I would propose that seeing a therapist is a good idea. Personally, I am not so sure about what a psychiatrist would do -- you know that better than me -- though I suggest that, in addition, you seek out a well trained and experienced therapist to talk to once or twice a week for a while -- with the strong suggestion that you give the process at least two years even if you're getting no apparent results. In the United States, therapists with Hakomi therapy in their background usually have a clear, workable sense of the mind-body relationship, and this is a relationship you will benefit greatly from exploring.

 

Then there is food. With Ceres in your ascendant, in Virgo, "you are what you eat" and "food will be thy medicine." I suggest that in as gentle a manner as possible, you guide yourself toward better food choices: less sugar, less caffeine, more raw food, more balance in general. Eat things that make you feel good, after you've finished eating them. Food could be a big piece of the puzzle, though you will need to experiment and give it a season or two.

 

I also suggest you tell your life story as a story about food: who made it for you, what you liked and didn't like about it as a child, and through your life, the attitude it was given to you with, and all the beliefs about what food meant and whether there would be enough. Write a history about what food has meant at different times and what you ate at those different times.

 

Then there is bodywork. Massage therapy is a real thing, and so, too, is craniosacral therapy -- a branch of bodywork that can get some impressive results. But, like working with food, these things take time and a good practitioner.

 

Last, you mentioned the issue of sex and mood altering drugs. You raised this as a top-level concern, and I am with you all the way. In your background letter you describe a situation where it seems the drugs you are on suppress orgasm, while relieving your pain. Yet at the same time, it sounds like the struggles you're facing are all about suppressed emotion and feelings. Mood altering drugs tend to hold things down rather than let them come to the surface. While suppression of sexual energy is considered a 'side effect' of mood altering drugs, I would propose that this side effect (experienced as a result of many other causes) is really at the root of the very issues they would seek to treat.

 

I suggest you think about this in terms of control.
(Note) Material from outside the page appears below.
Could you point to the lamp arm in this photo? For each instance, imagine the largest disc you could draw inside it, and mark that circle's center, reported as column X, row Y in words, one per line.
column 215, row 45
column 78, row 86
Indeed, it sounds like control plays into every facet of your experience in some way, including inordinate efforts at self-control. In your background letter, you wrote: "I want to be the most healthy me I can be but the emphasis in that sentence is on the me. As difficult and painful as all of this has been, I have made it this far with a healthy (or perhaps unhealthy!) love of myself. I do not want to change anything except for the pain and am not sure if that is going to be possible. That seems like it might become a stumbling block to therapy. You have any hints on that point?"

 

Quentin, healing is all about change. Growth is about change. The movement of time is about change, and so is astrology. The pain you're in is not separated from the life that you live, and the many large and small circumstances that you're invested in, and the beliefs about existence that you hold. If you want to feel better, I would propose that far from nothing changing, everything -- every last thing in your life, most particularly you -- will change. That's how you'll know you're making progress, or at least where you may get a clue that you are.

 

Please keep me posted as to how you're doing.